Example 26 includes the non-transitory computer readable medium of example 25, wherein instructions cause the at least one programmable circuit to perform a denoising iteration of the diffusion process by generating a conditioned latent by denoising an input latent while conditioning the input latent based on the prompt, the conditioned latent being a compressed representations of data corresponding to an image, the input latent being an input image in a latent space, and adding noise to the conditioned latent to generate a subsequent input latent to replace the input latent for a subsequent iteration.
Example 27 includes the non-transitory computer readable medium of example 26, wherein the instructions cause the at least one programmable circuit to, after the number of denoising iterations are complete, decode a final input latent generated during a final iteration to generate the output image.

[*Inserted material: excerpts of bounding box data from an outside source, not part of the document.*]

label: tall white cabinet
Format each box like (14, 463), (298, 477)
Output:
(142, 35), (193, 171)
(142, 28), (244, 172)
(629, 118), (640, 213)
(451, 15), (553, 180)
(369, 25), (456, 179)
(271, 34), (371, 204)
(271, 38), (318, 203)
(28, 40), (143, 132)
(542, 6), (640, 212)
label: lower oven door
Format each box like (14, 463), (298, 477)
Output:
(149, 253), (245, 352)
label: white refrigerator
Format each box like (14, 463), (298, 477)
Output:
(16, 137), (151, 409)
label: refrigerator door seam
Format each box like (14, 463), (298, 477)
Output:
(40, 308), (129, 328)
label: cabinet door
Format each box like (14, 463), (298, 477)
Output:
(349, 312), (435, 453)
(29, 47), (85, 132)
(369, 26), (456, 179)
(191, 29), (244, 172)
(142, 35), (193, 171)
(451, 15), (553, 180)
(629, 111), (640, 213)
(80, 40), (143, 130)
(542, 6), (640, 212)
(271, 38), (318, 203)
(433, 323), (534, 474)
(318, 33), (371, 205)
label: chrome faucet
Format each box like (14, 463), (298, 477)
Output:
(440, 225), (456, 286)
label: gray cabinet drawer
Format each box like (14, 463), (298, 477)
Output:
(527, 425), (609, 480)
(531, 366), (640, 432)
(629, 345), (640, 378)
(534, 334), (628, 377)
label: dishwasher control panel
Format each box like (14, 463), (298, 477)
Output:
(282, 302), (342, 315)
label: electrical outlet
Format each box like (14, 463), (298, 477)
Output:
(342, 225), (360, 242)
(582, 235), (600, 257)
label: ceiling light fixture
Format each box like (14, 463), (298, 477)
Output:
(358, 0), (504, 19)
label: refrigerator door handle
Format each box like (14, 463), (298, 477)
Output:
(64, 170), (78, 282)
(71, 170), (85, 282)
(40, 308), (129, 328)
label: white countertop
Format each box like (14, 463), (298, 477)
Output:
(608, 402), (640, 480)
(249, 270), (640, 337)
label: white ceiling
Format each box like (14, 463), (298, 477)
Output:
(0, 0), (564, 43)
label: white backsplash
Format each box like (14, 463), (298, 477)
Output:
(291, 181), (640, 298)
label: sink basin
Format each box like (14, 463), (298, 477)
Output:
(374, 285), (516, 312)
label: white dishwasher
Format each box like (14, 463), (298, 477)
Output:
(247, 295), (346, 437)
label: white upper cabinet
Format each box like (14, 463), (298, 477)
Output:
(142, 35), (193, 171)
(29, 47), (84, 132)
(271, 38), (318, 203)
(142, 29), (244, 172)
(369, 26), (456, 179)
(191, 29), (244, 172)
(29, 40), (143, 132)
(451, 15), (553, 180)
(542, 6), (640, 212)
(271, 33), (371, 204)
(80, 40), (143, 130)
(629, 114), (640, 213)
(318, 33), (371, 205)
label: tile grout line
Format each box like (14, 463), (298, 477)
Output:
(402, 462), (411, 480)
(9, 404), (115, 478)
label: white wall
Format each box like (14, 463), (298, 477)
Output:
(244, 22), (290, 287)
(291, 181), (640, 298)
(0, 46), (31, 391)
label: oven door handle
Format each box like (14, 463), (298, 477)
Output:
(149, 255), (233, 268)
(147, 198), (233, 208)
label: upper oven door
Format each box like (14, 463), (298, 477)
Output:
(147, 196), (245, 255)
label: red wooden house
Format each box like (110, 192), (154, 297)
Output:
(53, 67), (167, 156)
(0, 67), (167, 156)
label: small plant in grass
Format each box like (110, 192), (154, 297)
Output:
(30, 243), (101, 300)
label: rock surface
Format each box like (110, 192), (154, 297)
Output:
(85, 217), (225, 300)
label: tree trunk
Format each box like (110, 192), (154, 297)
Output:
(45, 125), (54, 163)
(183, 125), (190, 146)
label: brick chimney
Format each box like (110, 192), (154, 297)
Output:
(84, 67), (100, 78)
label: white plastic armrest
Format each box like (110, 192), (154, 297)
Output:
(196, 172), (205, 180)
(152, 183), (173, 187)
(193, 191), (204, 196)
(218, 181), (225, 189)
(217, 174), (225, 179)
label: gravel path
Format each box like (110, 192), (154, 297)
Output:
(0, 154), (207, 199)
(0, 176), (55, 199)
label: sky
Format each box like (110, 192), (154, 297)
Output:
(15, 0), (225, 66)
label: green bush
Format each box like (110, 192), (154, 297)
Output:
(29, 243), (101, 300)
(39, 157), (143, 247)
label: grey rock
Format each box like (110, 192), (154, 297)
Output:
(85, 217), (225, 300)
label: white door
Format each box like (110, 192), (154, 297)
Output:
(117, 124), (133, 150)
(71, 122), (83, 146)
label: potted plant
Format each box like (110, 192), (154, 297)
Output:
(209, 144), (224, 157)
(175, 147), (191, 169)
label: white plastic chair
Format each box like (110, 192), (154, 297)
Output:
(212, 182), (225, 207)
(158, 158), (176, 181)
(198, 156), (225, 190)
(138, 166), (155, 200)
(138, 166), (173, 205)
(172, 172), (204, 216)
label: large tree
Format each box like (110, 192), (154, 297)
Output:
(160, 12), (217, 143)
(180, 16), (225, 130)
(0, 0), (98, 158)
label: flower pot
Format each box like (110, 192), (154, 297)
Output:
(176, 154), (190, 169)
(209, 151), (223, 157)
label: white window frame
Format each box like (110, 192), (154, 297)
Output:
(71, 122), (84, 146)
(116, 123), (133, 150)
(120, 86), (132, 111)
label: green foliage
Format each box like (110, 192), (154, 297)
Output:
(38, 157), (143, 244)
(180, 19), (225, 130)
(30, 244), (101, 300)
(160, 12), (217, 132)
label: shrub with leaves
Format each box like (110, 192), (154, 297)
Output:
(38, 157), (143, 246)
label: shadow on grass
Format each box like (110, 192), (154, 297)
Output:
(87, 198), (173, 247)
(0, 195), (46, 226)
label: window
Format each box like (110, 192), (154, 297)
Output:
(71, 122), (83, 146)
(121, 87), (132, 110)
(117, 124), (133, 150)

From the foregoing, it will be appreciated that example systems, apparatus, articles of manufacture, and methods have been disclosed to determine a number of denoising iterations of model output generation. Examples disclosed herein conserve resources and generate a high-quality output by determine a number of denoising iterations to perform when performing a diffusion process that is based on the input prompt. Accordingly, instead of using a preset number of denoising iterations, which will over consume responses for some prompts, and produce a sub-par output for other prompts, examples disclosed herein varies the number of denoising iterations based on the prompt. Thus, the disclosed systems, apparatus, articles of manufacture, and methods are accordingly directed to one or more improvement(s) in the operation of a machine such as a computer or other electronic and/or mechanical device.
Although certain example methods, apparatus and articles of manufacture have been disclosed herein, the scope of coverage of this patent is not limited thereto. On the contrary, this patent covers all methods, apparatus and articles of manufacture fairly falling within the scope of the claims of this patent.